The US Supreme Court has overturned the verdict in Van Buren vs. United States and Time Cache looks to time out CPU side channels. We discuss these stories and more on this week’s Rundown.
Xilinix isn’t done buying even though AMD snapped them up. The compnay has announced they are picking up Silexica, which focuses on FPGA tooling to help improve software programmability. The deal terms ere not disclosed but the total funding pulled in by Silexica in their two funding rounds was approximately $28 million. Of note is that the CEO of Silexica, Maximilian Odendahl, was no fan of the AMD acquisiton of Xilinx back in November 2020, wirting a pointed article about how consolidation of the semiconductor industry is a bad thing.
If you thought the pandemic had put a permanent dent in the purchase of enterprise networking hardware then IDC has some news for you. The analyst firm released a report this week detailing that enterprise wireless hardware sales jumped almost 25% year-over-year for the first quarter of 2021.The surge was due in part to the ramp up for the delayed summer Olypmics in Japan but the numbers also reflect the need for enterprises to offer better connectivity to workers as a way to entice them back into the office.

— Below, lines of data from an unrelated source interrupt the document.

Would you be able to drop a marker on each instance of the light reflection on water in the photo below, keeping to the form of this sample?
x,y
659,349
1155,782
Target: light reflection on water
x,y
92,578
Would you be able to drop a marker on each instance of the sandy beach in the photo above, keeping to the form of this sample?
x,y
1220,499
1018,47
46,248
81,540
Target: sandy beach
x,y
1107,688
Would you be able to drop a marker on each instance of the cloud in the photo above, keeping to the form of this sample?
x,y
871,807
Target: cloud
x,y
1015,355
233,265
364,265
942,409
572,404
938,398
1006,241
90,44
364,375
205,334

The Data Processing Unit (DPU) market is a hot one right now. Many compnaies are innovating with the CPU offload technology and bringing them to market with a number of partnerships. One of those companies is chip giant Intel. Of course, being Intel, they have their own perspective. They call the technology Infrastructure Processing Units(IPUs) and use a more liberal defintion of what they do. Because of this, Patty Kummrow has said in a recent interview that Intel is the volume leader in the market through shpped components.
Security player ExtraHop is skipping into private equity ownership thanks to Bain Capital and Crosspoint. The network detection and response vendor announced last week that it is accepting an offer from the partners for ownership totaling $900 million. NDR is a fast-growing segment of the market and the pandemic has only caused it to accelerate as security threats grow and companies look to augment their ability to respond quickly. The funding from Crosspoint represents their first major investment from the cybersecurity-focused fund and given the high profile investments in other major companies across the market it looks like Crosspoint will be a big player soon enough.

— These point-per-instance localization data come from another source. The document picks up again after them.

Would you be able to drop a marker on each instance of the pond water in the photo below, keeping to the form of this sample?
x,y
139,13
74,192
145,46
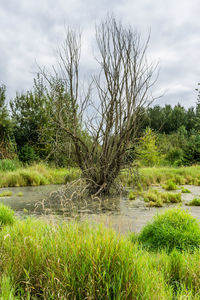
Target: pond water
x,y
118,212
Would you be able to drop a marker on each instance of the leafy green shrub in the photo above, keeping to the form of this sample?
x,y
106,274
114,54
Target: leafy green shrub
x,y
76,261
170,186
175,228
184,190
9,165
175,157
6,215
27,154
132,195
194,202
6,194
156,198
20,194
174,198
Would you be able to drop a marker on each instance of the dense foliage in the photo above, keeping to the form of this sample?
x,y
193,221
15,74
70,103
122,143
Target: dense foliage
x,y
168,136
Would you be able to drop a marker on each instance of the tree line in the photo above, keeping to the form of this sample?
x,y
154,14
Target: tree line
x,y
26,130
62,122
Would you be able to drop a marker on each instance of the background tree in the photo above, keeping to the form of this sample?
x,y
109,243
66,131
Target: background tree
x,y
29,114
6,136
122,91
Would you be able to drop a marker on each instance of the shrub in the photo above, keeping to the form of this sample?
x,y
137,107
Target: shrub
x,y
6,215
194,202
184,190
156,198
20,194
174,198
76,261
170,186
175,228
6,194
132,195
9,165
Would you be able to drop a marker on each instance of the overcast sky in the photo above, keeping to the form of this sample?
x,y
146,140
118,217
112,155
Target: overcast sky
x,y
31,30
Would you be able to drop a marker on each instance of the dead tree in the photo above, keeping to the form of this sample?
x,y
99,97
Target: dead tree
x,y
122,91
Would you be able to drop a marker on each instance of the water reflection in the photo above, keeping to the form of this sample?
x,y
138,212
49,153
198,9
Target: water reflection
x,y
118,212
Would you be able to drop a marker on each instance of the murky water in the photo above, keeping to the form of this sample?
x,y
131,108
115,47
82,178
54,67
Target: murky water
x,y
120,213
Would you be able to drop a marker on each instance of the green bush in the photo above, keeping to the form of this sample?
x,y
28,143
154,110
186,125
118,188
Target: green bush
x,y
170,186
6,194
75,261
155,198
194,202
175,228
6,215
27,154
9,165
132,195
184,190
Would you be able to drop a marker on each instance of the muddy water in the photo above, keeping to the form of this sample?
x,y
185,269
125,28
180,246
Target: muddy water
x,y
120,213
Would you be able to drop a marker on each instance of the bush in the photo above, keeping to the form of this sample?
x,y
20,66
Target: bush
x,y
6,194
6,215
194,202
184,190
132,195
170,186
9,165
175,228
27,154
156,198
75,261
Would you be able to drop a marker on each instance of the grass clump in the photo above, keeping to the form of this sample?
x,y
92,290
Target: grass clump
x,y
170,186
174,197
76,261
20,194
9,165
194,202
184,190
175,228
132,195
6,194
37,174
155,198
6,215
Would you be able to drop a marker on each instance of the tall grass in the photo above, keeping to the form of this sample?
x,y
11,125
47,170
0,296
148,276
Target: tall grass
x,y
161,175
9,165
76,261
173,229
37,174
73,260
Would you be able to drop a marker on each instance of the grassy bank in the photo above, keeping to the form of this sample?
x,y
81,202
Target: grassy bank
x,y
37,174
80,261
13,174
162,175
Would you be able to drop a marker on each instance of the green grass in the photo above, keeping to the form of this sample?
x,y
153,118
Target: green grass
x,y
6,194
160,175
73,260
38,174
6,215
194,202
9,165
132,195
184,190
173,229
170,186
155,198
20,194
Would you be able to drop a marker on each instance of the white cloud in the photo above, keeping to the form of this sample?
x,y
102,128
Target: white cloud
x,y
31,30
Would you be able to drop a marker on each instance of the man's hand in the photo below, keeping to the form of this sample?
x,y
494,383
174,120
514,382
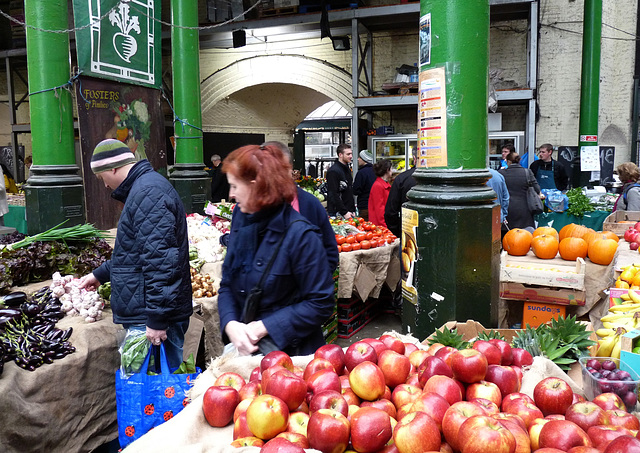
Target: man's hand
x,y
156,337
89,282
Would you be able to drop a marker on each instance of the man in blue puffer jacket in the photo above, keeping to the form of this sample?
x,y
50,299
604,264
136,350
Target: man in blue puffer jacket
x,y
149,266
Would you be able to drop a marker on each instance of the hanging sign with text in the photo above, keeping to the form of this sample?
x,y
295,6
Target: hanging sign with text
x,y
119,40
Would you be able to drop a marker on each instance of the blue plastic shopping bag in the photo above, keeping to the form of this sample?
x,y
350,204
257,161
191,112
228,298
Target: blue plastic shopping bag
x,y
144,401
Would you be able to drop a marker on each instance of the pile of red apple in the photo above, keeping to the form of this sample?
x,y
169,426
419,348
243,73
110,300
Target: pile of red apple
x,y
383,395
632,236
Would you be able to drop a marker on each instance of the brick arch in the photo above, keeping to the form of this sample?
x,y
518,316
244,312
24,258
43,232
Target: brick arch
x,y
318,75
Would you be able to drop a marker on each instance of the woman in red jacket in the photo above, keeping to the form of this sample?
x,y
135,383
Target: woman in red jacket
x,y
379,192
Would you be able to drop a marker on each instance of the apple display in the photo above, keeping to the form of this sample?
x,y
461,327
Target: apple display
x,y
484,389
298,422
453,419
359,352
394,366
444,386
288,387
276,358
328,399
552,395
219,404
586,415
328,431
469,365
230,379
563,434
370,429
483,434
416,433
490,351
367,381
334,354
267,416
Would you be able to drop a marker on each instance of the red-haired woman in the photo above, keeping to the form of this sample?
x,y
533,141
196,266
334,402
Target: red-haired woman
x,y
297,291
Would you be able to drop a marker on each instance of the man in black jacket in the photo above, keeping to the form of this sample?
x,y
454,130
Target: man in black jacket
x,y
340,185
149,266
550,173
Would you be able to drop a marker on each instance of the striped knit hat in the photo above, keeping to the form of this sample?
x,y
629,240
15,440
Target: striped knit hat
x,y
110,153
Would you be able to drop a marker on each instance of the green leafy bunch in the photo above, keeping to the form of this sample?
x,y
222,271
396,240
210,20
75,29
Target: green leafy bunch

Southwest had a bad Tuesday. According to reports from the FAA, a computer glitch at the airline caused a ground stop nationwide. 1300 flights were delayed and nearly 500 flights were canceled in the 45-minute outage. This was the second stoppage of flights for the Texas-based carrier in less than 24 hours, as a third-party weather data provider had an outage which prevented transmission of critical weather safety data.
The words Spectre and Meltdown are still scary to hear in reference to CPUs, even in 2021. The side channel attacks showed that cache pipeline performance gains were suddenly a huge security risk as attackers could read into those caches and steal data at a hardware level without any way to prevent it. The only solution proposed thus far is disabling speculative execution, which could lead to massive performance losses. Researchers at the University of Rochester claim they have a more specfic solution that could help prevent these ghostly attacks. Called Time Cache, the method defends against attackers by delaying the first cache access to a given process. Time Cache has knowledge of the entire cache and which processes have accessed it, so by delaying the requests it makes it impossible to infer whether or not any other processes have accessed the data also. This practically invalidates the reasoning behind the massive attacks, preventing them from speculating on juicy processes that handle senstive data. The catch? Time Cache requires hardware modifications, including extra CPU registers, which could make it impractical for all but the most recent CPUs.

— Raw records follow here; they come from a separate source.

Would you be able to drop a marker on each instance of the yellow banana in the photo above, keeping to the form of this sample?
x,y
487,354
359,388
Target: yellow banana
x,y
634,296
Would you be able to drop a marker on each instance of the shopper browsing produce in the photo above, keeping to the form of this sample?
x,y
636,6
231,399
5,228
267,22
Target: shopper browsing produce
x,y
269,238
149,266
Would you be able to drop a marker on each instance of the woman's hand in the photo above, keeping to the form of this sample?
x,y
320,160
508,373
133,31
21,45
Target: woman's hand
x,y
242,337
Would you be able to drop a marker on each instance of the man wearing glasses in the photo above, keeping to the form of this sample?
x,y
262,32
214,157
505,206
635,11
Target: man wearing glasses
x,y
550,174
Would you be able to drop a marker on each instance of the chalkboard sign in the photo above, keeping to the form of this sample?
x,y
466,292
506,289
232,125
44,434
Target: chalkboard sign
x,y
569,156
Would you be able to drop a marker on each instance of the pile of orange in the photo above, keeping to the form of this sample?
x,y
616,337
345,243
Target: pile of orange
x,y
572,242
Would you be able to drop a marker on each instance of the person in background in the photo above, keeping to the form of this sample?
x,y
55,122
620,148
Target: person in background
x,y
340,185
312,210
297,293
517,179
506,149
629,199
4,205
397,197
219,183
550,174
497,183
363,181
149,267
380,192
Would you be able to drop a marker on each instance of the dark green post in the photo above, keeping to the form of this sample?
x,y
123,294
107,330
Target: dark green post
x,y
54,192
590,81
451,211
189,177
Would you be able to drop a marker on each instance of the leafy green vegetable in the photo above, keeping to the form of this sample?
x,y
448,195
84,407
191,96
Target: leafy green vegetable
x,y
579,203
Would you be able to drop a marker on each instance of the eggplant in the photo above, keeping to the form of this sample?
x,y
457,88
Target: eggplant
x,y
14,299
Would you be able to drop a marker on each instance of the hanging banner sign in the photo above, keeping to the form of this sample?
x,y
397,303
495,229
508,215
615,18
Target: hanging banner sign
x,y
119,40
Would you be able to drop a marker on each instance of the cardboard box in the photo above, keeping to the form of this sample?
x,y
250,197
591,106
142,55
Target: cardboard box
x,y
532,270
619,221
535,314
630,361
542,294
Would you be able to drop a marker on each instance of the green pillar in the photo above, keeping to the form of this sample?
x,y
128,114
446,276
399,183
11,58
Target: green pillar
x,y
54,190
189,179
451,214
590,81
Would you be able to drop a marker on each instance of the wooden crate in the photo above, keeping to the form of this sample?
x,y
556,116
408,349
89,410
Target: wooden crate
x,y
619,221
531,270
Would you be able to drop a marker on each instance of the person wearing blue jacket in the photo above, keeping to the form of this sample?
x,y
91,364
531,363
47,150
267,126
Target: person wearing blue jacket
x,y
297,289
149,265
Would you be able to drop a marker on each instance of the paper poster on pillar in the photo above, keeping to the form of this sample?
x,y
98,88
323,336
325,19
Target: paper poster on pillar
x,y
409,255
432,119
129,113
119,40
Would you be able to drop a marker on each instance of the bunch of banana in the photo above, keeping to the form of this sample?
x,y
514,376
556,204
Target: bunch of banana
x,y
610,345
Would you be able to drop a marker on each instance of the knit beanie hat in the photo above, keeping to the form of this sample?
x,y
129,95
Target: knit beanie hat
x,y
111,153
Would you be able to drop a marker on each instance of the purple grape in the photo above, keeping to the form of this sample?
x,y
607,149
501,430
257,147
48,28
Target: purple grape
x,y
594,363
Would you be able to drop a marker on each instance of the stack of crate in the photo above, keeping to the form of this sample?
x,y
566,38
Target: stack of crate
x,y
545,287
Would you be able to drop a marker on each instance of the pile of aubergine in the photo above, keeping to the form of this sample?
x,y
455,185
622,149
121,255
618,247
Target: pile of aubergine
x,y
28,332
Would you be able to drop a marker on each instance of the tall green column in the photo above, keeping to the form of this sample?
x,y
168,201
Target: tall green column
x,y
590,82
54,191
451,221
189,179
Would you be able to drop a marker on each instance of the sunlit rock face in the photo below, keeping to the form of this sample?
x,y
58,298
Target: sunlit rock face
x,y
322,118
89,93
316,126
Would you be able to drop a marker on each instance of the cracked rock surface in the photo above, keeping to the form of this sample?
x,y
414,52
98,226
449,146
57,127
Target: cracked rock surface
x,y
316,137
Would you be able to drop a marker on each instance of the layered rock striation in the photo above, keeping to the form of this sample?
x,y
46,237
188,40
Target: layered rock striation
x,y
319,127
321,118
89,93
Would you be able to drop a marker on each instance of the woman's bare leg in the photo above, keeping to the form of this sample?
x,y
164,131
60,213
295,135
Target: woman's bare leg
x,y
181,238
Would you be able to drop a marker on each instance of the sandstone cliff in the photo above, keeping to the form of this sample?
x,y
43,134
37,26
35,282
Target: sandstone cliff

Your Netflix password is safe to share again. The US Supreme Court has overturned the verdict in Van Buren vs. United States, the court case that saw a police officer in Georgia illegally accessing DMV data under the Computer Fraud and Abuse Act (CFAA). The case was a major one because it could set the stage for what “proper access” looked like in legal terms. A very liberal application of the law could see any shared login information falling under the auspices of the law. The majority opinion from Justice Barrett said that the language of “exceeds authorized access” was overly broad and improperly applied in the case. However, there are several new ways to interpret the ruling of what “authorized” access implies.